With the latest advancements from OpenAI and Google in multimodal models, does Yandex plan adding multimodal capabilities to its AI models?
We are actively developing multimodal models and have recently launched Neuro, an AI product that can process multiple modalities: text, image, and audio. Our “superpower” in developing multimodal models is our extensive experience in each individual modality: for text, we’ve developed advanced search engine technologies; for images, we’ve created the YandexArt text-to-image generative model and an image search system, highlighting our strong optical character recognition (OCR) expertise; and for audio, we’ve developed our own multilingual voice assistant, Alice.
The primary challenge in multimodal model development lies in mastering each modality and creating high-quality training datasets.
What other research areas, apart from your everyday job, are you following closely and think are essential for moving the AI industry forward?

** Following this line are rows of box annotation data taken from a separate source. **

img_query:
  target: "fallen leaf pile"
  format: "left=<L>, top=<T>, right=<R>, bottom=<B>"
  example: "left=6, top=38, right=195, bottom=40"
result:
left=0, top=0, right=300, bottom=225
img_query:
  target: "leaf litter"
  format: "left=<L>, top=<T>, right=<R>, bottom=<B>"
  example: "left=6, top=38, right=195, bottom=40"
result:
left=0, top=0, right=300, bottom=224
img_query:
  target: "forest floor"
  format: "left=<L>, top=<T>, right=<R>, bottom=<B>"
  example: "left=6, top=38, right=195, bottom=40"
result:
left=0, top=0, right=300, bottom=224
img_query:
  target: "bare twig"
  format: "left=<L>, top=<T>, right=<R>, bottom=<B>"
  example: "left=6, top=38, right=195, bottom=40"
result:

We have a team of ML and AI experts with diverse interests who closely monitor the whole field. I'd like to highlight the following areas that our team is currently focused on:
Deep learning for tabular data.
Quantization in large language models.
Speculative decoding for interactive LLM inference.
Fine-tuning text-to-image diffusion models with Reinforcement Learning from Human Feedback (RLHF) to align generated images with human preferences.
What book would you recommend to aspiring data scientists/ML engineers? (It doesn’t necessarily have to be about ML!)
As data scientists, our work is often about exploring new frontiers in various domains. I recommend that aspiring data scientists — and perhaps even all readers of this article — revisit The Little Prince by Antoine de Saint-Exupéry. This book serves as a reminder that imagination and bold dreams are the fuel for our field's progress.